Orbis è stato proposto da Simon Lewis, dello University College di Londra e segretario della commissione stratigrafica. Sa benissimo che datare un’era geologica dal peggior genocidio mai compiuto o dalla bomba atomica, due “conquiste” dell’Occidente, ha una portata simbolica che supera la cerchia dei geologi. Il mese scorso su Nature, insieme a Mark Maslin, dell’Università di Leeds, Lewis scriveva
La scelta del 1610 o del 1964 influirebbe probabilmente sulla percezione delle azioni umane sull’ambiente. Il picco Orbis implica che il colonialismo, il commercio globale e il carbone hanno generato l’Antropocene. Sottolinea aspetti sociali, i rapporti disuguali di potere, fra diversi gruppi, la crescita economica, l’impatto della globalizzazione, la pendenza attuale da combustibili fossili. (…) Il picco della bomba racconta la storia di uno sviluppo tecnologico deciso da un’élite e che fa planare la minaccia di una distruzione planetaria. (…) Eppure il Trattato sulla messa al bando parziale dei test, nel 1963, e gli accordi successivi sottolineano la nostra capacità di gestire quella minaccia.

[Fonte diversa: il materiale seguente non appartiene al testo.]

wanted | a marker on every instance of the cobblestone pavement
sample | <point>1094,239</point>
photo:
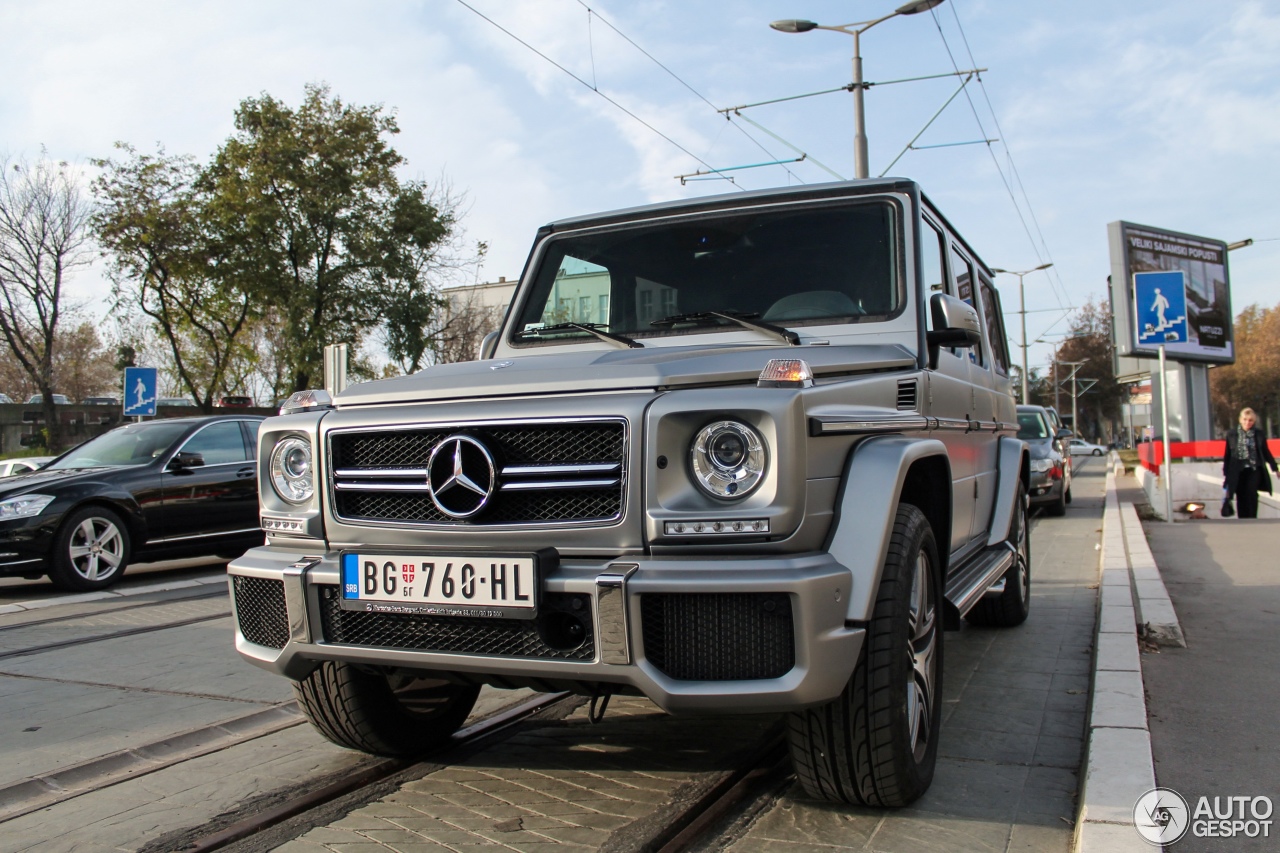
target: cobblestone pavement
<point>560,785</point>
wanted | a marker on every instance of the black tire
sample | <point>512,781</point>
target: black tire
<point>91,550</point>
<point>876,744</point>
<point>1011,606</point>
<point>402,714</point>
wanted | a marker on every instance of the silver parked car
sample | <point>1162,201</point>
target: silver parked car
<point>744,454</point>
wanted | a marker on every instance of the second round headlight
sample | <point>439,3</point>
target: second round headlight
<point>728,459</point>
<point>292,473</point>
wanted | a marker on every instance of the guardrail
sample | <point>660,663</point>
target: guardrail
<point>1151,455</point>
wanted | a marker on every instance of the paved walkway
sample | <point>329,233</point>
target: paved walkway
<point>1212,706</point>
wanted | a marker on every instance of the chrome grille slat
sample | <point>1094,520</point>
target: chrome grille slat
<point>549,471</point>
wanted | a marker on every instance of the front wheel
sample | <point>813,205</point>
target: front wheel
<point>876,744</point>
<point>384,714</point>
<point>91,550</point>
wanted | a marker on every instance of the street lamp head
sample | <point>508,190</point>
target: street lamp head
<point>917,7</point>
<point>794,26</point>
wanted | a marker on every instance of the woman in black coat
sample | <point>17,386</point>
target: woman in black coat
<point>1244,465</point>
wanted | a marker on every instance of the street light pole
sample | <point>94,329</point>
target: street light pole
<point>1022,311</point>
<point>856,30</point>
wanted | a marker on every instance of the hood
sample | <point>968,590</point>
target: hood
<point>32,482</point>
<point>600,370</point>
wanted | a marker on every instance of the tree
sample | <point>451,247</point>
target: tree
<point>1091,343</point>
<point>169,258</point>
<point>44,237</point>
<point>1255,378</point>
<point>338,240</point>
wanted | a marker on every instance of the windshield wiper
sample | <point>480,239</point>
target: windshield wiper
<point>745,320</point>
<point>590,328</point>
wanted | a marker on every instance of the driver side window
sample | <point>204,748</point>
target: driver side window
<point>219,443</point>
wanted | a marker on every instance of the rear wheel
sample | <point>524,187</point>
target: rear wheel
<point>385,714</point>
<point>876,743</point>
<point>1013,605</point>
<point>91,550</point>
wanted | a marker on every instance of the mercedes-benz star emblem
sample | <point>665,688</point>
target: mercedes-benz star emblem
<point>461,477</point>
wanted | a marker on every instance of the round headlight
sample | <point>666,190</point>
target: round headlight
<point>728,459</point>
<point>291,470</point>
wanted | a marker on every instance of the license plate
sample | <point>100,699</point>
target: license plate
<point>487,585</point>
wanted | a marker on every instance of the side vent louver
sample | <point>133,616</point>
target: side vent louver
<point>906,395</point>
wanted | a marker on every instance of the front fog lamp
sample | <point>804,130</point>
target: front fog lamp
<point>292,475</point>
<point>728,459</point>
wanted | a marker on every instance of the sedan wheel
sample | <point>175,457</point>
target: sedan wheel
<point>91,550</point>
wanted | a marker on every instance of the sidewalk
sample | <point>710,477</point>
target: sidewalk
<point>1212,706</point>
<point>1211,703</point>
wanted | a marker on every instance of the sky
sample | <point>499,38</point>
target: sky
<point>1160,113</point>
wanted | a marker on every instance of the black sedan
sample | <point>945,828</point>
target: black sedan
<point>156,489</point>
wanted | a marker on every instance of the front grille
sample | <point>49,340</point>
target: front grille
<point>545,473</point>
<point>260,611</point>
<point>562,630</point>
<point>714,637</point>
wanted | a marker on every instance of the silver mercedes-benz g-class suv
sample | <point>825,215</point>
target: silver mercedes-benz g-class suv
<point>739,454</point>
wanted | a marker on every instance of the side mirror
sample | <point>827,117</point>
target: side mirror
<point>186,459</point>
<point>489,345</point>
<point>955,324</point>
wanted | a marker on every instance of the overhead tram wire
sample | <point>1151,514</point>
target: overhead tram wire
<point>695,92</point>
<point>1060,291</point>
<point>640,121</point>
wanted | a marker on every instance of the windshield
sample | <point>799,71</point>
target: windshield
<point>131,445</point>
<point>1031,424</point>
<point>831,264</point>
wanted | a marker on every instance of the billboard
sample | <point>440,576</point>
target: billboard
<point>1169,288</point>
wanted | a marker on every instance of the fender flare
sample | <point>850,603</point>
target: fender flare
<point>859,539</point>
<point>1014,466</point>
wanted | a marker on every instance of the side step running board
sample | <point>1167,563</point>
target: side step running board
<point>967,587</point>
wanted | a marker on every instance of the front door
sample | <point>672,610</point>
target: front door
<point>216,498</point>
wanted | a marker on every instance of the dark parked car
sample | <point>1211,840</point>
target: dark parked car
<point>1051,463</point>
<point>155,489</point>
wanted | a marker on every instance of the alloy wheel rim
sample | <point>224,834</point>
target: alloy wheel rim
<point>922,648</point>
<point>96,548</point>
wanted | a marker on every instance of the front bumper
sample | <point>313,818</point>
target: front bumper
<point>725,614</point>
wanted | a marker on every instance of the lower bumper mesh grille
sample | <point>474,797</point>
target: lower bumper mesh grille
<point>260,611</point>
<point>562,630</point>
<point>714,637</point>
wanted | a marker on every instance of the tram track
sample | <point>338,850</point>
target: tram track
<point>703,807</point>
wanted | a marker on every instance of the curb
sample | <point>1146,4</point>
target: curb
<point>1119,767</point>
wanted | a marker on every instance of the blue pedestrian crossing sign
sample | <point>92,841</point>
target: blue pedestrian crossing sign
<point>140,392</point>
<point>1160,308</point>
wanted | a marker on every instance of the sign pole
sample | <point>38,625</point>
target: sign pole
<point>1168,463</point>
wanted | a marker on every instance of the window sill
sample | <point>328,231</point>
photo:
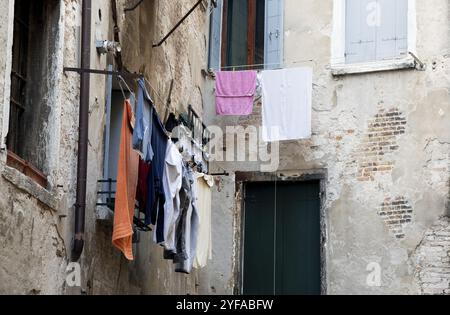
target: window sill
<point>28,185</point>
<point>369,67</point>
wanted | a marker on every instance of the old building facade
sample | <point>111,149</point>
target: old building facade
<point>379,152</point>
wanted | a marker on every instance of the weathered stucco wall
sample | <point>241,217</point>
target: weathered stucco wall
<point>390,213</point>
<point>384,140</point>
<point>36,225</point>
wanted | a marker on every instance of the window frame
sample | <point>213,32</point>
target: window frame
<point>339,66</point>
<point>251,33</point>
<point>223,49</point>
<point>28,172</point>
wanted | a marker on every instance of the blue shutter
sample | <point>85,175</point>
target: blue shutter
<point>393,32</point>
<point>274,34</point>
<point>360,38</point>
<point>215,37</point>
<point>383,41</point>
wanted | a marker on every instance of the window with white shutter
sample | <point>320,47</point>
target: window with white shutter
<point>375,30</point>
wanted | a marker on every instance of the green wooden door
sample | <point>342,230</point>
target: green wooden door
<point>282,238</point>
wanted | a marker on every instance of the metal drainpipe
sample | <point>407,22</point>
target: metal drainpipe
<point>80,205</point>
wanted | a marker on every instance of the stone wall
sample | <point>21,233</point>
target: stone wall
<point>383,139</point>
<point>36,225</point>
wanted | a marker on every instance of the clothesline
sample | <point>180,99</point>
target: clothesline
<point>283,65</point>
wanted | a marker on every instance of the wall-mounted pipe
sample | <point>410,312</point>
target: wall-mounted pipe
<point>80,205</point>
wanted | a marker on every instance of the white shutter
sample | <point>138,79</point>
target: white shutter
<point>215,36</point>
<point>376,29</point>
<point>273,44</point>
<point>361,29</point>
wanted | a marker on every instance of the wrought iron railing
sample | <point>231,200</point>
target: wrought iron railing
<point>108,197</point>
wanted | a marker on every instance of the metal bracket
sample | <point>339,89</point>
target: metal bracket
<point>178,24</point>
<point>419,64</point>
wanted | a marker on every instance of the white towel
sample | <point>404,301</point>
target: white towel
<point>286,101</point>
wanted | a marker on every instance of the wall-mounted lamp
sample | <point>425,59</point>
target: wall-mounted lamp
<point>106,46</point>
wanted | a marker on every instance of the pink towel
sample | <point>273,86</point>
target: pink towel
<point>235,91</point>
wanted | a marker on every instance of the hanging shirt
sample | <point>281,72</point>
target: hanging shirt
<point>235,91</point>
<point>155,194</point>
<point>187,227</point>
<point>142,188</point>
<point>127,173</point>
<point>286,104</point>
<point>143,130</point>
<point>172,180</point>
<point>203,188</point>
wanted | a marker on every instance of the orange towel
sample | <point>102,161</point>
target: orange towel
<point>127,175</point>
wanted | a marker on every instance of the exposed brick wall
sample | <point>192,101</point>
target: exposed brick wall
<point>380,141</point>
<point>396,213</point>
<point>433,259</point>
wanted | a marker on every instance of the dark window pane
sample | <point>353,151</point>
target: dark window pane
<point>237,32</point>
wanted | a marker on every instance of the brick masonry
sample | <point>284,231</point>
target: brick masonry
<point>433,259</point>
<point>396,213</point>
<point>380,142</point>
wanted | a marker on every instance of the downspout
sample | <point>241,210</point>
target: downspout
<point>80,205</point>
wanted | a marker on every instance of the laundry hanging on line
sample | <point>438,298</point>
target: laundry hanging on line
<point>286,104</point>
<point>235,92</point>
<point>161,185</point>
<point>127,174</point>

L’eliocentrismo ci ha tolto l’illusione di essere il centro dell’universo, l’evoluzione ha fatto di noi un ramo dell’albero della vita, la nostra specie non pare così eccezionale, dopotutto. Ma adottare l’Antropocene potrebbe ribaltare la percezione che siamo “osservatori passivi”, concludono gli autori:
Gli esseri umani hanno un potere diverso da ogni altra forza della natura, perché è riflessivo e può essere usato, sospeso o cambiato. Nei prossimi decenni, la consapevolezza che le nostre azioni cambiano a lungo termine l’infrastruttura vitale della Terra potrebbe avere crescenti implicazioni filosofiche, sociali, economiche e politiche.
Forse non cresceranno, ma siamo quasi otto miliardi in “collisione” permanente, pensarci potrebbe utile lo stesso.